The well-dressed man is Anthony — a sycophantic British boot-licker by day, ideological revolutionary passing on secret information to the good guys by night. He used to write articles urging constitutional reforms in his younger, university days. He writes less now, because he came to see the peaceful writing classes for the largely effete lazy goodfornothings they are.

While the seductive temptress draws roars of acclaims, the proprietor escorts the brown sahib through a nondescript door. The next room is where the gambling is done. There are tables where men throw dice. And then there are tables where fearsome men with blood-shot eyes glare at each other, in between unending games of cards of course. Other men lie on couches, inhaling noxious fumes and holding whispered conversations. The proprietor discreetly motions to one of the men here. It is the assassin. Noting his two friends, he excuses himself and rises immediately if shakily, embracing the babu warmly.

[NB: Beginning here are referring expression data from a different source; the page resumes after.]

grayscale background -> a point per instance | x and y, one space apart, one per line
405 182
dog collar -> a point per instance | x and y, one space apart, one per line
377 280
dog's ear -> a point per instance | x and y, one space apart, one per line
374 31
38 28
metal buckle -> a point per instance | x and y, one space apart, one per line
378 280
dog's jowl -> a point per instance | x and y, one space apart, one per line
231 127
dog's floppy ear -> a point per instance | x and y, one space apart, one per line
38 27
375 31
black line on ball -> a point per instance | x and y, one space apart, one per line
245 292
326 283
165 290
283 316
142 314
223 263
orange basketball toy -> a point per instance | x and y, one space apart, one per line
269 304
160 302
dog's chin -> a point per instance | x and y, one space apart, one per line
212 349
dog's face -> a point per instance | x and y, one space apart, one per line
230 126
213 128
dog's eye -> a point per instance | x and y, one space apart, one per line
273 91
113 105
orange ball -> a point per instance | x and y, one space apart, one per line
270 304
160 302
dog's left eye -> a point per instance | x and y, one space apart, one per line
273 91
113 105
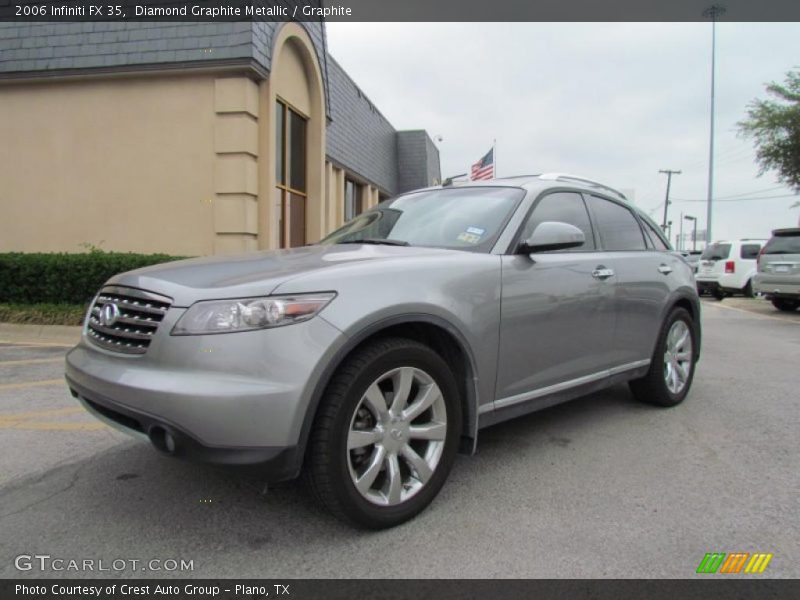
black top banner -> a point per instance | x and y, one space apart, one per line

The assassin is Amar. He survived the massacre at Jallianwalla Bagh, though none of his family did. Since then, vengeance is the only thing that has kept him alive. The British Authority in the city knows of him as a minor member of this revolutionary cell. What they don’t know is his past and the secret that he is also Azad, the scourge of the foreign scum. There is a 50,000-rupee bounty on his head. Of course, no one really knows who they are looking for.

One of the waitresses, scantily-clad, suddenly appears through the door. She rushes over and whispers something to Akbar. Anthony notices the change in the contour of the proprietor’s face. Amar notices it too, and his hand already reaches the pistol hidden under his cassock. But Akbar returns to normalcy quickly. They return to the previous hall, and over to the other end, to the corridor behind the beaded curtains where the kitchens and back rooms are. He leads them through to the end of the corridor, past the kitchen and the storerooms, then left another corridor, and down a set of stairs to a lone door. He unlocks the door, and the three men enter.